I was thinking the other night of an easy way to fix tubes to natural forks and came up with this, maybe it exists? If not, here it is.... 
turned on a lathe, a simple screw-in ball attachment in brass or stainless steel. After the tube is fed over the ball, it's easy to tie the tube tight (eg. cable tie)
Show you when i've made some but here's the idea; (i'm thinking an M8 thread btw)

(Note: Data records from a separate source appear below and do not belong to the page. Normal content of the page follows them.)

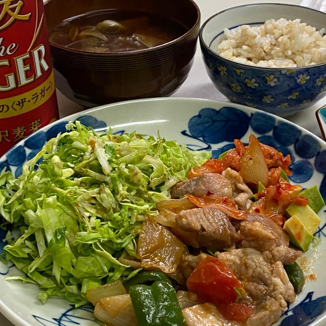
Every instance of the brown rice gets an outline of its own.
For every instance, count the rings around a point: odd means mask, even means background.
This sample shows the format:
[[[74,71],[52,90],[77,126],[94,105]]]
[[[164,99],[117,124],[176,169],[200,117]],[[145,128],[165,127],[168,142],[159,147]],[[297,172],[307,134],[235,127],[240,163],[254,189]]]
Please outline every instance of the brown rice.
[[[293,67],[326,62],[323,31],[300,19],[268,19],[263,25],[225,29],[226,40],[218,53],[231,60],[254,66]]]

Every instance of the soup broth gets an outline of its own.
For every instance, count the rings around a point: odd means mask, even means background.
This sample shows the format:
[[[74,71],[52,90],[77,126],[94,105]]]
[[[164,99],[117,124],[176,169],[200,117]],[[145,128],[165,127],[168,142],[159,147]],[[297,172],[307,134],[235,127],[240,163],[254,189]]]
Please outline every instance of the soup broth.
[[[114,52],[156,46],[186,31],[179,22],[156,14],[104,10],[66,19],[53,29],[49,39],[72,49]]]

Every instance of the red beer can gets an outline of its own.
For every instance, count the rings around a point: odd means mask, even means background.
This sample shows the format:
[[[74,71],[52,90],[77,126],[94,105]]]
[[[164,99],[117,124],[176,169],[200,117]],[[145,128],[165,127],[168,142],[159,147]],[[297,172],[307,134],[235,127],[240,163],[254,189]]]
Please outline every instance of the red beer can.
[[[42,0],[0,0],[0,156],[59,118]]]

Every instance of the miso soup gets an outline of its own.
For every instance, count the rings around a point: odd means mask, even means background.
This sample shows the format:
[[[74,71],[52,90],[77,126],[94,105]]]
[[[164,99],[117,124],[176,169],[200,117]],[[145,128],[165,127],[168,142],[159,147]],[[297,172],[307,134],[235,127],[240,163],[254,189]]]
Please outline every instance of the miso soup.
[[[180,23],[158,14],[102,10],[66,19],[53,29],[49,39],[72,49],[115,52],[156,46],[186,32]]]

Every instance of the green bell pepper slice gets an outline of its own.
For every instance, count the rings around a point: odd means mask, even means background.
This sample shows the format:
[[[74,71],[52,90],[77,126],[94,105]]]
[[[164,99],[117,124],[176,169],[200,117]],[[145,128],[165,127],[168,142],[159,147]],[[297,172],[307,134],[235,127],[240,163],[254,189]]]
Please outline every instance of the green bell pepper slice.
[[[129,294],[139,325],[184,326],[184,320],[171,283],[157,281],[151,285],[132,285]]]
[[[150,285],[156,281],[161,281],[171,283],[170,279],[162,271],[156,270],[142,270],[133,277],[122,282],[127,291],[132,285],[146,284]]]

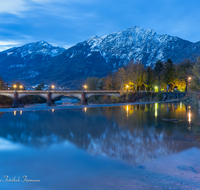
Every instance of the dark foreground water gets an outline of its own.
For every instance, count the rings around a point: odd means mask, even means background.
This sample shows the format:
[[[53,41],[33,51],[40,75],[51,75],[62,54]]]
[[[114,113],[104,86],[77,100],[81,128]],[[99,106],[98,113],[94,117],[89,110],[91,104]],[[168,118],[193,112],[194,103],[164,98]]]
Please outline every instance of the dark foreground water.
[[[0,189],[199,189],[199,122],[182,103],[0,113]]]

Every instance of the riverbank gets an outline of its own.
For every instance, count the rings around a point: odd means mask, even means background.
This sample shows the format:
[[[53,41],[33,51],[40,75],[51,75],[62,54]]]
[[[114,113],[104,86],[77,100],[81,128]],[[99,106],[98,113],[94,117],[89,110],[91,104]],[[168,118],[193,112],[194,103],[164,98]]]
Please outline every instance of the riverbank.
[[[155,103],[172,103],[180,102],[180,100],[169,100],[169,101],[155,101],[155,102],[134,102],[134,103],[114,103],[114,104],[89,104],[89,105],[57,105],[51,107],[45,107],[45,104],[37,104],[35,107],[25,106],[23,108],[0,108],[0,113],[2,112],[20,112],[20,111],[55,111],[64,109],[83,109],[83,108],[96,108],[96,107],[116,107],[116,106],[126,106],[126,105],[140,105],[140,104],[155,104]]]

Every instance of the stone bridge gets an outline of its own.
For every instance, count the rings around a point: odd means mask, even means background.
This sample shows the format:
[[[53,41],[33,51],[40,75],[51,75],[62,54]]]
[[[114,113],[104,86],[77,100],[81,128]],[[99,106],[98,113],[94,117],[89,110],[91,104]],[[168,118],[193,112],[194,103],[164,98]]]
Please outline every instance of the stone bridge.
[[[121,91],[117,90],[0,90],[1,96],[7,96],[13,99],[12,108],[24,107],[21,99],[25,96],[41,96],[47,100],[47,106],[55,106],[54,99],[60,96],[70,96],[81,100],[82,105],[87,104],[87,99],[92,96],[120,96]]]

View attachment CattyPete9.bmp


----------



## A+ Slingshots (Jan 22, 2010)

That should work fine. I have an antler catty that was gifted to me that has aluminum ones like you've shown.


----------



## shawnr5 (Feb 16, 2011)

You might try looking in a hobby shop at the hardware for radio control cars. The ball joints for 1/10 cars would be too small, but there may be something suitable in the parts for 1/8, 1/5 or 1/4.


----------



## Hrawk (Oct 25, 2010)

shawnr5 said:


> You might try looking in a hobby shop at the hardware for radio control cars. The ball joints for 1/10 cars would be too small, but there may be something suitable in the parts for 1/8, 1/5 or 1/4.


Plus 50 internetz for this guy!

What a great idea


----------



## shawnr5 (Feb 16, 2011)

If you find a suitable ball joint, glue a threaded spacer in the fork to accept the ball joint.


----------



## pelleteer (Dec 19, 2009)

shawnr5 said:


> If you find a suitable ball joint, glue a threaded spacer in the fork to accept the ball joint.


Yep. I'd go with something like these (in the size of your choice). Thread 'em into the wood with a wee bit of epoxy.


----------



## wildwilly (Jun 10, 2011)

With the threaded insert idea it gave me a thought to use an L shaped rod threaded on one arm to screw down into the insert. If the threaded insert is countersunk a little the L shaped rod or the ball socket you came up with could be unscrewed and flat bands could stil be used. A great idea!


----------